Abstract In recent days, agriculture degradation is caused by several aspects which include insufficient resources, diseases and natural defects. Leaf rust is a fungal disease caused by pathogenic fungi of the order Pucciniales, which reduces grain yield by more than 20 per cent in susceptible varieties and reduces grain quality. Leaf rust disease are transmitted through the air and soil. It causes major economic loss for farmers worldwide. This paper details an automated approach developed by the author, for Leaf rust diseases detection which is more accurate and efficient. The automated approach makes use of image processing techniques to enhance the quality of the image and to diagnose the disease. The process involves image acquisition, pre-processing, segmentation, analysis and classification of the disease. It is tested with five types of leaves such as Barley, Maize, Oats, Paddy and Wheat. From the experimental results, it is concluded that the proposed method with Multiclass support vector machine provides better accuracy. Finally, performance of the method is analyzed and it results in 99.5% accuracy when comparing with the traditional methods.

Index Terms – Computer Based Diagnosis, Leaf rust, Image acquisition, Pre-processing, segmentation, Analysis, Classification, Image processing, Multiclass SVM.


    Leaf rust diseases have grown to be a dilemma as it can affect significant diminution in both quality and quantity of agricultural income yield. The economy and prosperity of a country depends on agriculture production. Agriculture provides food as well as raw material for industry. Agriculture production is inversely affected by rust infestation and diseases.

    The Food and Agriculture Organization estimates that the pests and leaf rust diseases are responsible for 25% of crop loss. Early rust identification and detection will help to minimize the loss of production. The plant pathologists mostly rely on manual eye prediction techniques for detecting, recognizing and grading of diseases on plants [5]. This type of technique for grading is very time taking. Moreover, the expert advice is not reasonably priced and is not timely accessible to farmer. There are issues with the efficiency in manual grading system and results are not accurate [17] [31].

    Computer vision technology is used for the detection, grading of the leaf disease and image enhancement for detection of Plant Leaves Disease [5]. It can conduct real- time diagnosis for diseases accurately, rapidly and effectively by analysing the common types and characteristics of diseases [15]. A typical image recognition process includes image pre-processing, segmentation, feature extraction and leaves recognition.

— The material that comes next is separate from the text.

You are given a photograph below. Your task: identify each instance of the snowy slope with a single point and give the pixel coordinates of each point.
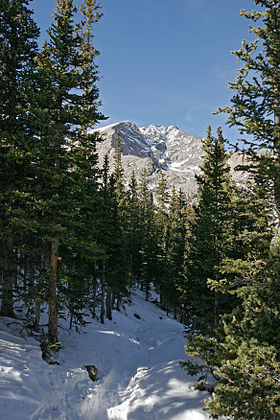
(158, 149)
(139, 375)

    Image Pre-processing includes resizing, thresholding and filtering. Image segmentation directly influences the reliability of feature extraction and the accuracy of leaf recognition [12]. Segmentation algorithm for paddy leaf disease include threshold methods, edge detection, clustering methods and segmentation methods based on statistical pattern recognition or neural networks [7].

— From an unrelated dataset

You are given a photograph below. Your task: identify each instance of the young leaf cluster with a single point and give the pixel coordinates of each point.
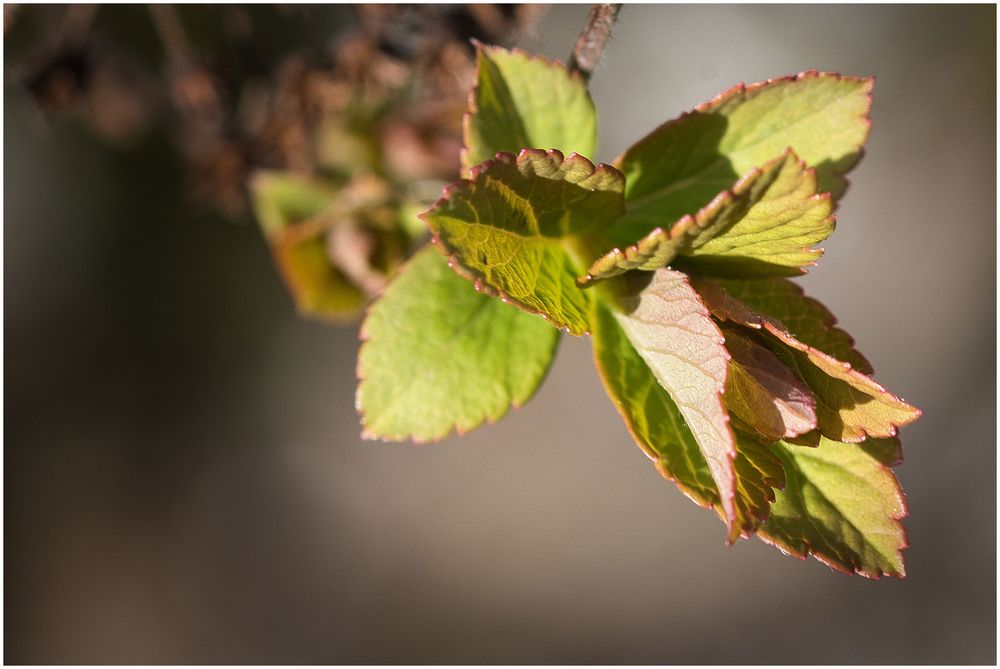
(675, 260)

    Currently, image segmentation techniques are used in Paddy [7], Maize leaves and multi-graph-based segmentation for wheat powdery mildew and stripe rust diseases [10]. The optimized spectral indication is derived from the image conversion method. In Wheat leaf, the most and least relevant wavelengths for different diseases are extracted from leaf spectral data [1]. Gaussian process regression represents better performances than other methods [1]. Gaussian process regression method is slow, less accurate and more expensive comparing with Multiclass Support Vector Machine. Thus Computer based approach using Multiclass SVM is developed to diagnose the Leaf rust disease with higher accuracy.

    In this paper, an automated approach is developed to diagnose Leaf rust disease. The k-means clustering algorithm is used to automatically separate diseased region from non- diseased region of leaves. Using Multiclass Support Vector Machine, the type of rust is classified and the remedies are given accordingly, which helps to improve the quality and quantity of crops.

    This paper is organized as follows. Section II, briefly summarizes the Related work. Section III, provides the description of the System overview. Section IV, describes the Proposed framework in detail. Section V, presents the Experimental results and analysis. Conclusions and future work are given in Section VI.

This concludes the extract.